Inequalities in home learning: Pupil motivation
These results are based on analyses of the final sample of 5528 responses collected between 5th May and 31st July. Of these, 2075 responses were from teachers and 3409 from parents of school-aged children in the UK. The results in this report are based on the responses of parents.
The focus of this report is on inequalities in pupils’ motivation to home learn. The results are based primarily on parents’ responses to the question “How motivated to home learn is your child?”
Our analyses reveal that there are a number of disparities in motivation based on pupils’ characteristics and family background. The results suggest that the groups most adversely affected are boys, children who are eligible for free school meals, and those whose parents indicated they are struggling financially. Also of concern is the finding that these inequalities appear to be much worse for children in secondary schools than primary schools. Our results imply that the school closures may exacerbate existing educational inequalities and the groups who have been worst affected may need extra support to recover lost ground.
Overall motivation for home learning in primary and secondary school pupils.
21% primary school pupils were very motivated to learn from home compared with only 16% of secondary pupils.
Inequalities by gender.
Stark gender differences emerged at both primary and secondary levels, where boys were much more likely to be unmotivated than girls.
Gender differences were most evident in secondary pupils, where girls were twice as likely to be very motivated as boys.
Inequalities between key worker and non-key worker parents.
There were no major differences in motivation between children with at least one key worker parent and children without key worker parents.
Inequalities by pupils’ eligibility for free school meals.
Among primary school pupils, there were minimal differences between children who were and were not eligible for free school meals (FSM) in terms of motivation.
However, in secondary schools, 28% of FSM-eligible pupils were not motivated to learn from home at all, whereas only 16% of non-FSM eligible pupils shared this lack of motivation. Similarly, only 10% of FSM-eligible pupils were very motivated to home learn in contrast with 19% of non-FSM eligible pupils.
As with our previously reported results, these findings highlight a concerning divergence of pupils who are and are not eligible for free school meals, which appears to be much worse for children in secondary schools. If not addressed, the lower levels of motivation of children eligible for FSM could have lasting consequences for their educational attainment and future outcomes.
Inequalities by family financial situation.
There are inequalities based on parents’ self-reported financial situation, with pupils of parents who are financially comfortable tending to be more motivated to home learn than pupils whose parents are financially struggling.
Most notably, however, among secondary pupils, those from households that were struggling financially were only half as likely to be very motivated as children from households with a comfortable level of income.

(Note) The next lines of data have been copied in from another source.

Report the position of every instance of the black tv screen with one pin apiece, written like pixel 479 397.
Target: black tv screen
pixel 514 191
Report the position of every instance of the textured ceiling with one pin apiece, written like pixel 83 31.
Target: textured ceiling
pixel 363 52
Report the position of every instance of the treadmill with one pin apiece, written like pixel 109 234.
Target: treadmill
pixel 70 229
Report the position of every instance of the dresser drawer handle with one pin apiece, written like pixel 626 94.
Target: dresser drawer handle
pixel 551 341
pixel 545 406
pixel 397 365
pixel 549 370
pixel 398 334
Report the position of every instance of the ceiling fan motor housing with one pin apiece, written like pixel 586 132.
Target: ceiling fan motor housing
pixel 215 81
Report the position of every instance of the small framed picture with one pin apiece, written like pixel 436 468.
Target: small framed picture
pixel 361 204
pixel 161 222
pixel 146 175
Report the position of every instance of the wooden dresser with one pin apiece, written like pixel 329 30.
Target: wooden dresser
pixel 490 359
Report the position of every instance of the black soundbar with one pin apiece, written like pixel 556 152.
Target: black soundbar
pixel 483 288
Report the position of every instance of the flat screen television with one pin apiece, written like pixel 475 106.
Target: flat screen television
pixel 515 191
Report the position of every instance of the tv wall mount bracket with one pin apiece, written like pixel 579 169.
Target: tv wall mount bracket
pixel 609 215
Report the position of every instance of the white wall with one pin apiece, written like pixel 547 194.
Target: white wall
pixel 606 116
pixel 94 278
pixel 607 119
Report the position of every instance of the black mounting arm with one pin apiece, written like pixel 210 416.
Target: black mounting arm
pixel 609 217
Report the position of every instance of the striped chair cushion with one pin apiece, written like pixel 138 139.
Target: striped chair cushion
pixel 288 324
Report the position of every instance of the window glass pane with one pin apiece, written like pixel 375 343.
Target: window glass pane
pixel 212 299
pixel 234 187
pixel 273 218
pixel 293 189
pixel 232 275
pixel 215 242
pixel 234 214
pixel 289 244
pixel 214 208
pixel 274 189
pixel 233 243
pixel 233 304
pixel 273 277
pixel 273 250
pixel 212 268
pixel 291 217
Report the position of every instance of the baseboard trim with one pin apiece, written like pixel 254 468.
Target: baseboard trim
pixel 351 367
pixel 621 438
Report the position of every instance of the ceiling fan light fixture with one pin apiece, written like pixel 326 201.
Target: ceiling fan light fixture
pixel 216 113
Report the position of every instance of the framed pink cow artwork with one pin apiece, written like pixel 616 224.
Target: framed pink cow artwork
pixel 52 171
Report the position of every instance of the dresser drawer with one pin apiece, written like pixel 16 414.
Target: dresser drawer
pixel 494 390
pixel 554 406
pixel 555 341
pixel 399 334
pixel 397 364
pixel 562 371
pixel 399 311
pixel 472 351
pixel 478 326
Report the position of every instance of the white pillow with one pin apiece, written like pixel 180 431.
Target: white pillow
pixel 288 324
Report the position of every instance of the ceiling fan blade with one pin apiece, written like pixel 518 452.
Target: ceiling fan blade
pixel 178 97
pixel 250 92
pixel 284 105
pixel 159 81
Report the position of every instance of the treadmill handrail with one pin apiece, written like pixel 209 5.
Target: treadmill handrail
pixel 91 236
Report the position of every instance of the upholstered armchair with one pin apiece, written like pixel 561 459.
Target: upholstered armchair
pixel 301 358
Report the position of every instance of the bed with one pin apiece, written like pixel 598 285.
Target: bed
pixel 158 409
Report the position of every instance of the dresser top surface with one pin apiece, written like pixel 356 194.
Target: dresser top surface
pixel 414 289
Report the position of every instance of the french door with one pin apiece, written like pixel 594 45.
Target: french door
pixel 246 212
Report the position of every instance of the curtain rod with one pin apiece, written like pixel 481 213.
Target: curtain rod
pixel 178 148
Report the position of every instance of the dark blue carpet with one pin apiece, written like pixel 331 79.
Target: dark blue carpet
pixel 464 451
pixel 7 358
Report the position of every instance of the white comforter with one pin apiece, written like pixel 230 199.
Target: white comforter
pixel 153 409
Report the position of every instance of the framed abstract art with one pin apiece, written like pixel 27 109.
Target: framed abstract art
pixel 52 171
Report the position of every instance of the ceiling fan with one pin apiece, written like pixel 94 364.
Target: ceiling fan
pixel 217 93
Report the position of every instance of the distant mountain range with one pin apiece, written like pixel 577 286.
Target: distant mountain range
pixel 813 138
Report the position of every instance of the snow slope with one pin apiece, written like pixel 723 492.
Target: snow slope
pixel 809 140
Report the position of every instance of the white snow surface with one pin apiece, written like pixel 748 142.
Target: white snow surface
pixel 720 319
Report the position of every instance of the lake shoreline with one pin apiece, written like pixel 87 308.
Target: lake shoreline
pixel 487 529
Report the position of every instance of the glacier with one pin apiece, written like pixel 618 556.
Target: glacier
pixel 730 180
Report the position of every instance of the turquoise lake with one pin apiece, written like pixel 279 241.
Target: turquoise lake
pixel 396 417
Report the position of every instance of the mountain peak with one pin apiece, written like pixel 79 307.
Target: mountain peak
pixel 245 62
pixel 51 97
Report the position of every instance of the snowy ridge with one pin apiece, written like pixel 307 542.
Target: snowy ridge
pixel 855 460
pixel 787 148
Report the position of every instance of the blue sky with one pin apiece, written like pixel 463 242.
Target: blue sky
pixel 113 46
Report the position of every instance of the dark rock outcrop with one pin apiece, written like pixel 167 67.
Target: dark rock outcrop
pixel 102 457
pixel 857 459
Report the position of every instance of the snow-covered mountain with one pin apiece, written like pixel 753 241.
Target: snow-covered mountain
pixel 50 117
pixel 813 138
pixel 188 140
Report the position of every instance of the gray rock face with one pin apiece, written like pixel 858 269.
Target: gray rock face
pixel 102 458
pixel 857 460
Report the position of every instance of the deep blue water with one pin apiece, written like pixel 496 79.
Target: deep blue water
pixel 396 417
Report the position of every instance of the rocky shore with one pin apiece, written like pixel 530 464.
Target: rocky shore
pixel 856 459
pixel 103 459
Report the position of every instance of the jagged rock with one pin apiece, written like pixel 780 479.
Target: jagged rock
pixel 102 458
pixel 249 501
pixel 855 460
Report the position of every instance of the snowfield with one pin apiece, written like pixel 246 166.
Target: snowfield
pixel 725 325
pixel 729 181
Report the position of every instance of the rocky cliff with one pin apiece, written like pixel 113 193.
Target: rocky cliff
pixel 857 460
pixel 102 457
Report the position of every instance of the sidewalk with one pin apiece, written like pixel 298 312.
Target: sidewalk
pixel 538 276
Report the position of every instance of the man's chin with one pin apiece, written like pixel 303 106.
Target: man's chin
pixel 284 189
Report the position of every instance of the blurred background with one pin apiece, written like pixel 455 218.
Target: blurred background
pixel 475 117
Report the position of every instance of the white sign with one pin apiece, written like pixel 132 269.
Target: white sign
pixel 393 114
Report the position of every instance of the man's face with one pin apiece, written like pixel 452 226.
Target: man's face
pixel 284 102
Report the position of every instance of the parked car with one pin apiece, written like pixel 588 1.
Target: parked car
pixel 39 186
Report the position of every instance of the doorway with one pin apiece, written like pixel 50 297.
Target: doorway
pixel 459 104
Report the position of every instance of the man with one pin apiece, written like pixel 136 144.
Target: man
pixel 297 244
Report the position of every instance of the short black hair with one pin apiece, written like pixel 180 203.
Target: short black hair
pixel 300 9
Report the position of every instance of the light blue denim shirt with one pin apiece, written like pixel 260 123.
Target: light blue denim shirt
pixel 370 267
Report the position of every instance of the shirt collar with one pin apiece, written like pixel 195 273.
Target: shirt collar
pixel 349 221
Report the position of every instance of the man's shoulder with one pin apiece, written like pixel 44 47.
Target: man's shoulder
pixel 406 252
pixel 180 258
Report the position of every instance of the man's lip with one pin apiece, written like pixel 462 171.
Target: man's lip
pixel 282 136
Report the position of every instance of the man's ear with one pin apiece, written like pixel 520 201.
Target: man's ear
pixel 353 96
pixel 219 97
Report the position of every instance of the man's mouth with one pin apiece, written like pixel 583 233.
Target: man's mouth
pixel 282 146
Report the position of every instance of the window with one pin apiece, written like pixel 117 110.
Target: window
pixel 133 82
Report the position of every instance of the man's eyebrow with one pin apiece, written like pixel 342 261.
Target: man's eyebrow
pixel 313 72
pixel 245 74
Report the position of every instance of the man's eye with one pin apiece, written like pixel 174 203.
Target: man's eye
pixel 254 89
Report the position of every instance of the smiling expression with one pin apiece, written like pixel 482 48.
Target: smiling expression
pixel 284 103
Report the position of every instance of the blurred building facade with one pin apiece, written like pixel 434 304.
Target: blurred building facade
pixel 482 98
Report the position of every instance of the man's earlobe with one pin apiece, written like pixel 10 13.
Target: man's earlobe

Inequalities between graduate and non-graduate parents.
In the primary stage, the children of graduates were more likely to be motivated to home learn than children of non-graduates. This was most evident among children who had no motivation at all – over 19% of children of non-graduates but only 14% of children of graduates.
At the secondary level, these differences generally became more pronounced. Once again, children of non-graduates were more likely to be unmotivated than children of graduates.
Only 14% of children of non-graduates were very motivated, in comparison with 21% of children of graduates.